When Jane Holeywell tried to refill her 19-year-old son's contact-lens prescription, she was mystified that she couldn't find the lenses online or at Wal-Mart where she usually shops. She had purchased an initial three-month supply last year from the family eye doctor who wrote the prescription, but she didn't want to pay his high prices when the time came to reorder.
"Imagine when I discovered I couldn't buy them cheaper elsewhere," says the retired veterinary receptionist in Houston. It turned out that the Biomedics brand her son needed was available only through an eye doctor. In the end, Holeywell took a chance and bought a different, cheaper brand that a Wal-Mart salesperson assured her was the same as her son's Biomedics lenses.
Holeywell had stumbled upon a little-understood segment of the vision-care industry: so-called doctor-only, or limited-distribution lenses that are meant to be sold only through eye-care professionals. The manufacturers, including CooperVision, Hydrogel Vision and Sauflon Pharmaceuticals, sell these lenses only to eye doctors (or chains that employ optometrists, such as LensCrafters). Prices vary, but eye-care professionals typically charge more often a lot more than warehouse clubs like Costco, mass merchandisers like Wal-Mart and Web sites like Draper-based 1-800 CONTACTS.

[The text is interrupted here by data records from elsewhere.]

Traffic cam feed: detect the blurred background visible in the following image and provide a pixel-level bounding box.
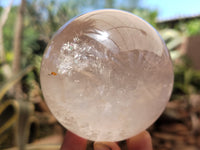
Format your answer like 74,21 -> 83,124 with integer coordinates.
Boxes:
0,0 -> 200,150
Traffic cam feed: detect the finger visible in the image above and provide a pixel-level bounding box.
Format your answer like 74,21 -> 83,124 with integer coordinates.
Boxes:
94,142 -> 120,150
60,131 -> 87,150
126,131 -> 153,150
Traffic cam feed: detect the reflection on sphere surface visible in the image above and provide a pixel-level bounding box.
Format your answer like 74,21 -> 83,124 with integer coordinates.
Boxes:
40,10 -> 173,141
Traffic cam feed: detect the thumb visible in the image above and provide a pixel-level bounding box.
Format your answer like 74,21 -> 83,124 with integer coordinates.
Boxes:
126,131 -> 153,150
94,142 -> 121,150
60,131 -> 87,150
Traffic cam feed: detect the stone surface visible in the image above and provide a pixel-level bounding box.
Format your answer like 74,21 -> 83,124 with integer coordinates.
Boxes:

Eye doctors say the practice is a positive for patients and encourages them to return more frequently to the office for needed checkups. Patients, they say, benefit from buying lenses from someone who regularly examines their eyes and instructs them on proper hygiene and lens care.
Some manufacturers say their doctor-only products have special features, such as higher water retention or greater comfort, says Dan Bell, president of the Contact Lens Manufacturers Association, a trade group that represents about 100 lens makers. "Those are marketing tools, and the marketplace decides whether those are real benefits or not," he says.
But the practice is sparking complaints from consumers and retailers, who say it's an effort to circumvent a 2003 law meant to encourage competition and make it easier for consumers to shop for the best deal. Under the Fairness to Contact Lens Consumers Act, eye doctors are required to hand patients a copy of their contact-lens prescription after an exam, whether they ask for it or not. Increasingly, consumers are finding that it doesn't matter that they can take their prescription with them, because they still can fill it only with their ophthalmologist, optometrist or optician.